Some of the solutions the we have used include approaching the authorized treating physician (often in conjunction with opposing counsel, to present a unified front), and asking the physician whether any medications can be substituted for less expensive or lower-dose medications. If the physician is agreeable, then CMS needs to see a pattern of tapering or reducing medications to allow those drugs to be successfully removed from the MSA projection.

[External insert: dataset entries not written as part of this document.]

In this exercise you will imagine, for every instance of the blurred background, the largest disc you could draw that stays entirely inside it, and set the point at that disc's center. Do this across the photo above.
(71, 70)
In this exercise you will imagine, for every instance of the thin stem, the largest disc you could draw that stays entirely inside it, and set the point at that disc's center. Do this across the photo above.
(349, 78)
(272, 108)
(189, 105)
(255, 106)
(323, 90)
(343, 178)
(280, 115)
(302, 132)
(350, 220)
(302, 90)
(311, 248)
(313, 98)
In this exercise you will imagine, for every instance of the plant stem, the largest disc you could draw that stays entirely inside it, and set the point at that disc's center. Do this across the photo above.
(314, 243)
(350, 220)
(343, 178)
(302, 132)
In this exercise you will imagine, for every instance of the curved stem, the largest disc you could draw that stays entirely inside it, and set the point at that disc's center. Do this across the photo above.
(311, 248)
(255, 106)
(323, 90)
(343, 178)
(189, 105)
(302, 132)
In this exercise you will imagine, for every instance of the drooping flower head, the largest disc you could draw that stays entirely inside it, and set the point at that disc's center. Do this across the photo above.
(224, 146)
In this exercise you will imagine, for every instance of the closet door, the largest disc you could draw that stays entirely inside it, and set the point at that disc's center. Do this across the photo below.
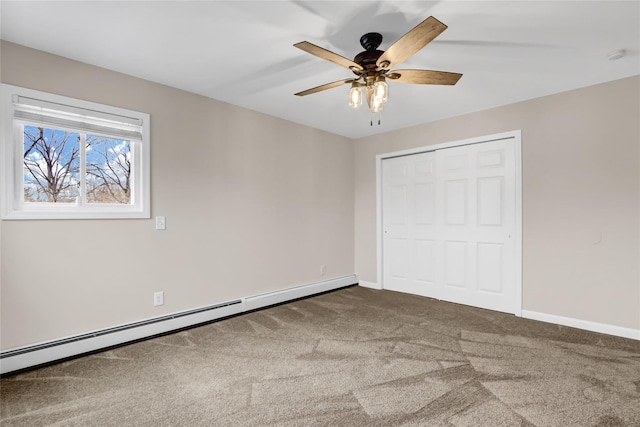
(409, 224)
(448, 222)
(476, 225)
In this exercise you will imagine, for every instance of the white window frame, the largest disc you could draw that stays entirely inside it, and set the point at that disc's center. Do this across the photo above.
(12, 205)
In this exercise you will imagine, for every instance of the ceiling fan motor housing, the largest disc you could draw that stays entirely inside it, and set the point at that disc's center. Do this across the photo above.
(368, 58)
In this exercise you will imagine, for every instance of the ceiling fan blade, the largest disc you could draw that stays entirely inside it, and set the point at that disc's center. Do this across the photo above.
(325, 87)
(424, 77)
(411, 42)
(328, 55)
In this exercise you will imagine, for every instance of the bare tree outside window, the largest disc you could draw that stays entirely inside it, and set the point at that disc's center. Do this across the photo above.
(108, 175)
(51, 165)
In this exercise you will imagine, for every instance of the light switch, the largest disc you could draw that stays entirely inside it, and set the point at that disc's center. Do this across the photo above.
(161, 223)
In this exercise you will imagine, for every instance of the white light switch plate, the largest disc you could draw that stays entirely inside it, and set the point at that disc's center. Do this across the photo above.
(161, 223)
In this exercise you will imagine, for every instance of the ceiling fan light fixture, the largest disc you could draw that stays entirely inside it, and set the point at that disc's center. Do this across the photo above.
(355, 95)
(376, 104)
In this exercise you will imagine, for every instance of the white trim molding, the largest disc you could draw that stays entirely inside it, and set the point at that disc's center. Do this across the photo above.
(30, 356)
(586, 325)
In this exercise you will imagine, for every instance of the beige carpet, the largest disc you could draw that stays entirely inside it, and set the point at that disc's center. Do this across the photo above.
(353, 357)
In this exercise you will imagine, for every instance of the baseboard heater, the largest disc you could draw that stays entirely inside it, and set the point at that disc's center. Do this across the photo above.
(18, 359)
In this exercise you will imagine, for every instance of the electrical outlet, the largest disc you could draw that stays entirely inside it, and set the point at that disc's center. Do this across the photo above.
(158, 298)
(161, 223)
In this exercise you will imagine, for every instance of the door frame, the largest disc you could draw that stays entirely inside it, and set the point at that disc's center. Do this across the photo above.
(516, 137)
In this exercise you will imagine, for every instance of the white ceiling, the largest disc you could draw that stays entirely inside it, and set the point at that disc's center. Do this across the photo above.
(241, 52)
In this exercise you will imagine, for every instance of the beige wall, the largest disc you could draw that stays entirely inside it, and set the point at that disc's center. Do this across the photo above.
(256, 204)
(253, 204)
(581, 180)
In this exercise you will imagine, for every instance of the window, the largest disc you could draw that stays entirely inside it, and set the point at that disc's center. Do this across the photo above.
(64, 158)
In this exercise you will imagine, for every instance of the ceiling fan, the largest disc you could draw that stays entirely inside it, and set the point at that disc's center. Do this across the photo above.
(372, 66)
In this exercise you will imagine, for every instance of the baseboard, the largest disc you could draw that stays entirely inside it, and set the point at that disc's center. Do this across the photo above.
(587, 325)
(27, 357)
(371, 285)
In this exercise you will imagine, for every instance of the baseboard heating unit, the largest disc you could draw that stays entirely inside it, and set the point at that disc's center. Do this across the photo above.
(27, 357)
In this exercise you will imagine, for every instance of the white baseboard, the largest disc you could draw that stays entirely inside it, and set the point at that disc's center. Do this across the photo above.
(371, 285)
(50, 351)
(587, 325)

Another approach is to use a pharmacy review, which some of our MSA vendors are knowledgeable about, and can order through their resources. The pharmacy review looks at the claimant’s current medications, calculates whether it is even possible for a claimant to be on said medications for life (some medications have to be discontinued after a few years due to potential harm), and also considers lower-cost generics, or other viable substitutions.

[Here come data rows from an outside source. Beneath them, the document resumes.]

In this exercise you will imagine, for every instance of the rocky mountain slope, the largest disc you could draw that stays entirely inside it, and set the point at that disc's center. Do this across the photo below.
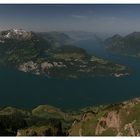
(128, 45)
(38, 53)
(122, 119)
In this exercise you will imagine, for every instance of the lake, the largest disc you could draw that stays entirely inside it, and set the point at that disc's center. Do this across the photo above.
(27, 90)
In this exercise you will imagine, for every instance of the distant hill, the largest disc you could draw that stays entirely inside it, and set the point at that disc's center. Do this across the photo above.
(51, 55)
(128, 45)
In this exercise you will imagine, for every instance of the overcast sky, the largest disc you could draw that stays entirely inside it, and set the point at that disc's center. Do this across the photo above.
(96, 18)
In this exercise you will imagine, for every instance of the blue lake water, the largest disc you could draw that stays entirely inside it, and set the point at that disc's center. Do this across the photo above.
(27, 91)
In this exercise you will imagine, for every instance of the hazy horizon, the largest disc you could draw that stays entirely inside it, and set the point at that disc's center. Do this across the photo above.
(97, 18)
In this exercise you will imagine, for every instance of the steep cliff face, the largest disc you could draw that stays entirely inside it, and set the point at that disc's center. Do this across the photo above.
(115, 120)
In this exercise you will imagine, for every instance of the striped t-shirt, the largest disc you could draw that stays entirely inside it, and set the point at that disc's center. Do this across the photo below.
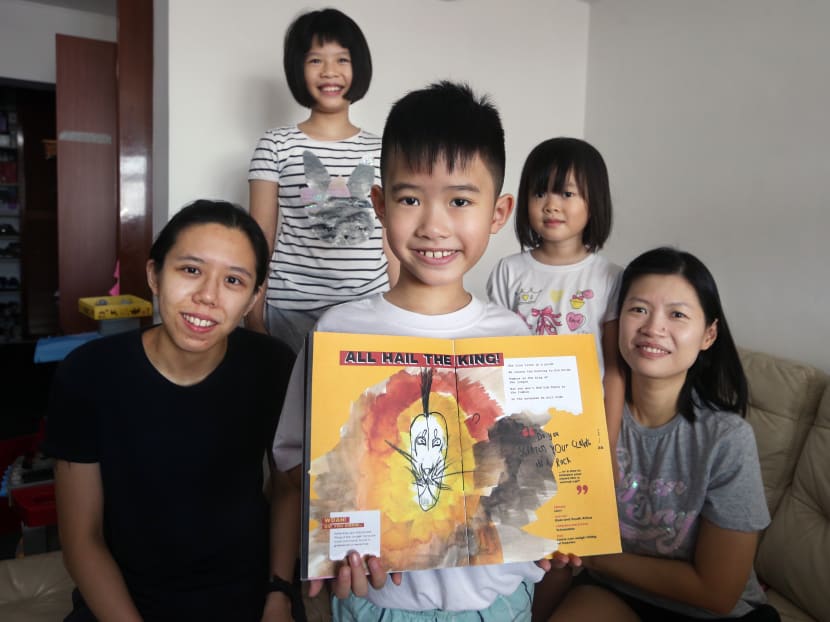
(329, 244)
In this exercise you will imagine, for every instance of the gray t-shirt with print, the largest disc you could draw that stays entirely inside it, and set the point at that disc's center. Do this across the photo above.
(672, 476)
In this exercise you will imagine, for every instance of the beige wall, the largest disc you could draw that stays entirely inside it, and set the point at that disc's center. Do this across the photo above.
(27, 37)
(713, 117)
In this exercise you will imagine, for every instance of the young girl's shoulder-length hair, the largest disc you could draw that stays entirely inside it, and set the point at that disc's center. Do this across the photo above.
(325, 26)
(546, 168)
(716, 380)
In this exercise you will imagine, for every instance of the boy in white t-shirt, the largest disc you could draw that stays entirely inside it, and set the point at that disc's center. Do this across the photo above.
(442, 168)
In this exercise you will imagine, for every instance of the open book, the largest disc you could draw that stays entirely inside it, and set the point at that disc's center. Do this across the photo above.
(434, 453)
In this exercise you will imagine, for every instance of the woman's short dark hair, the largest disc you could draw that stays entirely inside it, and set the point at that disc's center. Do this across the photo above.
(325, 26)
(546, 168)
(205, 211)
(716, 380)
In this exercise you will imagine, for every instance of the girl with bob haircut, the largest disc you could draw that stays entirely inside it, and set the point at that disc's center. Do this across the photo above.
(310, 184)
(558, 284)
(159, 436)
(689, 494)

Regardless of which method is used, CMS must see a pattern of reduction in medications before those drugs can be successfully excluded from an MSA cost projection.
May 14, 2010 changes
As if the June 1, 2009 changes were not enough, CMS did offer a little respite earlier this year by stating that any drugs that are prescribed for off-label use can be excluded from the MSA. The advantage to this is a slight decrease to the MSA, although most narcotics and opiates are prescribed for their intended label-use, and are not excluded. However, the trade-off is that the drugs that are removed from the MSA, need to be accounted for as part of the non-Medicare covered medical costs. It is still somewhat of an advantage because it means we are not beholden to the average wholesale pricing of those drugs, and can consider lower-cost options.
September 1, 2010 SITF Changes
Finally, as there are still some cases that are being handled by the Subsequent Injury Trust Fund, it is important to consider the Fund’s thresholds. As of September 1, 2010, the Fund has capped its contribution toward MSAs at $150,000.00, regardless of whether it is used to purchase an annuity or fund a lump-sum MSA. If the MSA exceeds $150,000.00, and the parties still want to settle with an MSA, then the Fund requires that the Employer/Insurer fund the difference over and above $150,000.00. If the Employer/Insurer cannot feasibly fund the difference, then the Fund recommends settling the indemnity portion and leaving medical treatment open. Whether either of these options are a good idea depends on the facts of the claim, and how much interest the Employer/Insurer have in settling it.
Although CMS presents what appears to be a never-ending set of moving targets, settlement is not impossible, but can be accomplished with a few creative approaches and a little more effort.